The hypothesis I was testing—is there a reason why some elite scorers hit the net more often than others—required an examination of elite scorers only. Adding the other 95 percent or so of the league didn’t help answer that question. Rather, it obscured the answer by introducing a whole bunch of noise.

What I found strange was the absolute faith this particular analyst had in his data despite the fact that it flew in the face of what seemed pretty obvious: All things being equal, shooting the puck from further away increases the chances of missing or having someone block the puck on its journey.

Three of the most-heralded analytics hires in the NHL this offseason were in Edmonton (as of this writing, 29th in the standings among 30 teams), New Jersey (24th but possibly improving) and Toronto (27th and in freefall).
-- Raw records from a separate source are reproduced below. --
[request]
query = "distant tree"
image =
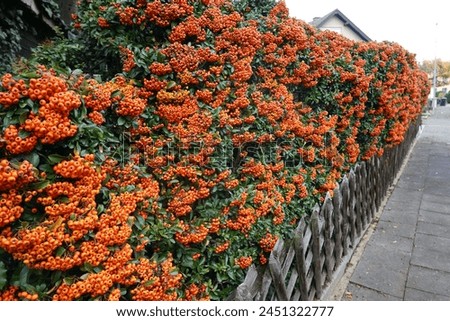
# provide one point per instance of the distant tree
(442, 67)
(258, 7)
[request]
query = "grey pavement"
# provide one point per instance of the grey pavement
(407, 258)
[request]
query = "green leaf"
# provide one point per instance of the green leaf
(3, 279)
(23, 277)
(33, 158)
(171, 84)
(121, 121)
(23, 133)
(55, 158)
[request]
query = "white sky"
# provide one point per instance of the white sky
(421, 27)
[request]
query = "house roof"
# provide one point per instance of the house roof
(319, 22)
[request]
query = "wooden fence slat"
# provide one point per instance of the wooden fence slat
(300, 259)
(345, 210)
(315, 229)
(326, 212)
(337, 218)
(277, 277)
(351, 210)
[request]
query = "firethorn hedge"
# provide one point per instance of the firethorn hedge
(196, 134)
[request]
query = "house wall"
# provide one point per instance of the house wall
(336, 24)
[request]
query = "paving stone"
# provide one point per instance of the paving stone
(431, 258)
(429, 280)
(372, 272)
(399, 215)
(400, 229)
(436, 199)
(356, 292)
(437, 187)
(384, 257)
(417, 295)
(432, 242)
(433, 229)
(434, 218)
(400, 194)
(435, 207)
(390, 240)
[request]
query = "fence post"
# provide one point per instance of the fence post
(300, 254)
(337, 221)
(315, 229)
(326, 212)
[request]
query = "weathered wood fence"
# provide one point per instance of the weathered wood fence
(303, 267)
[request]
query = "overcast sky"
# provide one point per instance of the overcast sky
(421, 27)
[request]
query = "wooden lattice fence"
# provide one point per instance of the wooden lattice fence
(303, 267)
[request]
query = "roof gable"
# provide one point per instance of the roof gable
(319, 22)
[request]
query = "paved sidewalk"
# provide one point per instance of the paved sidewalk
(408, 255)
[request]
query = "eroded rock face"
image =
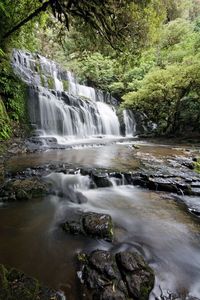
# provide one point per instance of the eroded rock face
(23, 189)
(101, 179)
(15, 285)
(120, 276)
(91, 224)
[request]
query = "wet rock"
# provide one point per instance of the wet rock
(23, 189)
(120, 276)
(91, 224)
(101, 179)
(16, 285)
(138, 275)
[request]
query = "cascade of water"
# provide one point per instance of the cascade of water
(130, 124)
(80, 112)
(79, 89)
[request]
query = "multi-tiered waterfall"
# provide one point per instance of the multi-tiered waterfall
(61, 107)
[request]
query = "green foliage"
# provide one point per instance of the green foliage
(197, 166)
(170, 96)
(97, 70)
(51, 83)
(5, 126)
(65, 85)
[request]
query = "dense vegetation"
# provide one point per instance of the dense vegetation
(144, 52)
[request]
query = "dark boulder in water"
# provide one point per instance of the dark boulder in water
(15, 285)
(120, 276)
(91, 224)
(101, 179)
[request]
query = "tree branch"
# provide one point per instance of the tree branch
(26, 20)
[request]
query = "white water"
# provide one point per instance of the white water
(79, 113)
(130, 124)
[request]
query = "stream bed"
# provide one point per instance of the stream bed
(151, 222)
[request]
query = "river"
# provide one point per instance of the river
(151, 222)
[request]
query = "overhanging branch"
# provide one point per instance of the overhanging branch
(26, 20)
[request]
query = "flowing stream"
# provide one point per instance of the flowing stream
(67, 113)
(149, 222)
(152, 223)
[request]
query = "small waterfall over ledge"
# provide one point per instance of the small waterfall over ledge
(62, 108)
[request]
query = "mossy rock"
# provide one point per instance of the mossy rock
(120, 276)
(15, 285)
(91, 224)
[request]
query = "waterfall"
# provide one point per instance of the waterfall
(130, 124)
(61, 107)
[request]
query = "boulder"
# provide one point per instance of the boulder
(91, 224)
(101, 179)
(120, 276)
(15, 285)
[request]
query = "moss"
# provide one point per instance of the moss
(5, 124)
(13, 105)
(42, 80)
(15, 285)
(51, 84)
(65, 85)
(197, 165)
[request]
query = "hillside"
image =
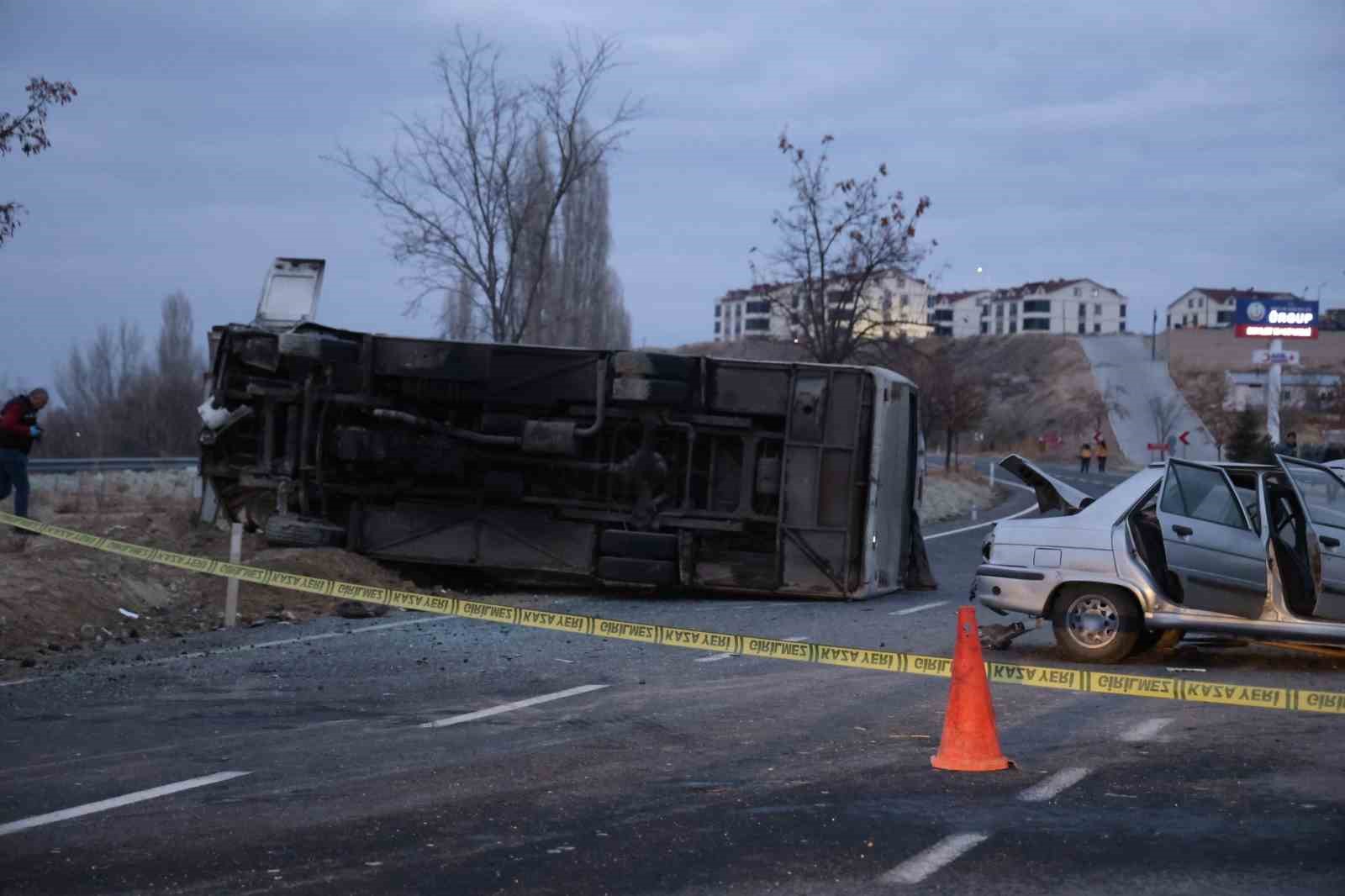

For selfish reasons, I was rooting for all those teams to succeed, and to be fair, they all have legacy issues that need more time to resolve themselves before anyone can say whether or not the analytics are “working.”

But what’s increasingly clear in hockey, as in all areas that are being transformed by big data, is that data don’t apply themselves. Concepts like repeatability, sustainability and sample size are useful, but only if you understand how and when to apply them. To do that, it takes a good qualitative understanding of whatever subject you’re studying (in my case hockey), constant attention to whether the data are relevant to the hypothesis you’re testing, and the creativity and analytical chops to interpret whatever your scatter plot, histogram or regression model might be telling you.

When undertaking that exercise, fetishes and preconceptions aren’t helpful. At worst, they’re as dangerous as the old guard’s stubborn adherence to prioritizing playing experience for its own sake.